Had de kerk het luiden van de klokken tot een goed werkende telecomdienst omgebouwd, de molenaar kon door de stand van de wieken en het aanbrengen van molendoeken op de wieken gericht en helder communiceren met zijn stad- en streekgenoten. Het protocol waarmee dat gebeurde heette Molentaal en was per regio gestandaardiseerd
De molenaar bood zijn diensten ook aan derden aan. Met name de politici uit die dagen maakten graag gebruik van de mogelijkheden om met de molen te communiceren. Zo lieten de Spanjaarden zich menig maal zand in de ogen strooien wanneer ze een van onze steden belegerden. Een stilstaande molen was namelijk het eerste teken dat er geen graan meer voorradig was om de stedelingen te voeden en daarmee het teken dat de belegering vruchten begon af te wierpen. Een opstekertje voor de soldaten, die in de zompige greppels rond de stad lagen. Wat ze niet wisten, was dat de Prins van Oranje beschikte over sluwe telecomstrategen. Op gezag van de Prins lieten zij de molens in het geval van een belegering ook bij voedselschaarste gewoon doordraaien. Spanjolen dachten dat er nog genoeg voedsel in voorraad was en dat de belegering nog geen effect sorteerde. Slecht voor het moreel van de troepen. Zij waren daarmee het slachtoffer van een gewiekste desinformatiecampagne van de Prins.
‘Ik verdien geld’
De industriële revolutie en de secularisering betekende de doodsteek voor deze vroege telecomoperators. In het landschap maakte de kerktoren en de molen plaats voor de fabrieksschoorsteen. De berichten die hiermee werden verzonden, waren lomp. Hele steden werden voor één bericht onder een deken van smog gelegd. Het was een bericht van de fabrieksdirecteur en luidde: ‘Ik verdien geld.’
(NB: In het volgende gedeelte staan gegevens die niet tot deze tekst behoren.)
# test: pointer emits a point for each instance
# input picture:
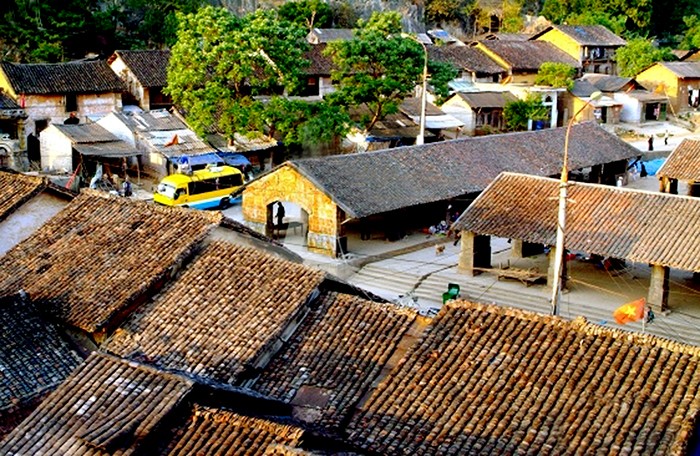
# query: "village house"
(51, 92)
(26, 203)
(84, 148)
(481, 112)
(13, 143)
(679, 81)
(593, 46)
(523, 59)
(145, 74)
(682, 165)
(395, 190)
(36, 358)
(607, 221)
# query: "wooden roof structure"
(106, 406)
(100, 255)
(17, 189)
(683, 163)
(150, 67)
(83, 76)
(211, 431)
(223, 314)
(334, 357)
(615, 222)
(492, 380)
(413, 175)
(36, 358)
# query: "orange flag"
(632, 311)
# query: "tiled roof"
(212, 431)
(608, 83)
(90, 76)
(683, 163)
(684, 70)
(35, 358)
(465, 58)
(239, 301)
(7, 103)
(614, 222)
(150, 67)
(487, 99)
(15, 190)
(587, 35)
(334, 356)
(529, 55)
(408, 176)
(86, 133)
(319, 64)
(100, 254)
(492, 380)
(107, 406)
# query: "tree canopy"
(639, 54)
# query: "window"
(71, 102)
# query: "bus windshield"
(166, 190)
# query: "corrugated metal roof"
(529, 55)
(683, 163)
(683, 69)
(150, 67)
(369, 183)
(465, 58)
(487, 99)
(635, 225)
(86, 133)
(91, 76)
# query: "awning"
(234, 159)
(195, 160)
(107, 149)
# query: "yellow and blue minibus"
(206, 188)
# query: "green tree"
(307, 13)
(517, 113)
(220, 62)
(377, 69)
(691, 38)
(556, 75)
(638, 54)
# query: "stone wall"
(288, 185)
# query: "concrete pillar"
(475, 253)
(550, 268)
(658, 288)
(523, 249)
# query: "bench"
(529, 276)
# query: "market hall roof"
(35, 357)
(100, 255)
(465, 58)
(84, 76)
(491, 380)
(150, 67)
(16, 189)
(107, 406)
(333, 358)
(529, 55)
(368, 183)
(635, 225)
(239, 301)
(683, 163)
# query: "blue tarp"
(195, 160)
(234, 159)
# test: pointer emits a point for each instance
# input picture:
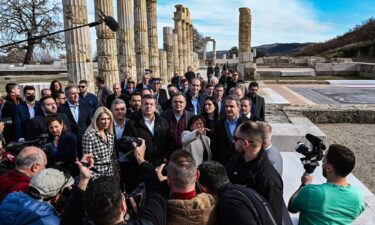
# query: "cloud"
(272, 20)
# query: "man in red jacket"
(29, 162)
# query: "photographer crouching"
(104, 202)
(334, 202)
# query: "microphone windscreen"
(111, 23)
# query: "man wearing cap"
(35, 206)
(29, 162)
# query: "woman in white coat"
(195, 141)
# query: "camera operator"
(334, 202)
(29, 162)
(37, 205)
(104, 203)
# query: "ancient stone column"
(153, 37)
(204, 51)
(184, 41)
(77, 42)
(141, 37)
(125, 39)
(178, 30)
(106, 45)
(245, 66)
(163, 65)
(168, 47)
(176, 61)
(213, 52)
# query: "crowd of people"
(200, 152)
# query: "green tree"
(24, 19)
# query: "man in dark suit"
(195, 99)
(257, 100)
(9, 110)
(117, 95)
(220, 99)
(38, 126)
(148, 125)
(177, 119)
(222, 146)
(78, 114)
(159, 93)
(247, 111)
(118, 109)
(145, 82)
(25, 111)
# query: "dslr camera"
(128, 144)
(41, 142)
(313, 155)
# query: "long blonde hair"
(94, 122)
De komst van de telegraaf en de telefoon betekende een duidelijke sprong voorwaarts voor de telecommunicatie in Nederland. Niet langer konden hackers afluisteren wat de kerk of de molenaar meedeelden. Alleen de operator luisterde mee. Maar deze was gehouden aan geheimhouding.
Landschappelijk gezien raakten de steden verstrikt in een web aan draden waardoor al deze gesprekken liepen. In de vorige eeuw besloten de telecomautoriteiten dat zij hun eigen kerktorens nodig hadden. Door het hele land verschenen hoge betonnen zuilen die met straalverbindingen telecomregio’s met elkaar verbonden. Konden we van kerken en molens nog zeggen dat ze nog enige esthetische waarde hadden; de PTT-masten zijn zo lelijk dat geen hond ze mooi vindt. Ze zullen nimmer – zoals de molens van Kinderdijk – op de lijst van het door ons gekoesterde industriële erfgoed komen te staan.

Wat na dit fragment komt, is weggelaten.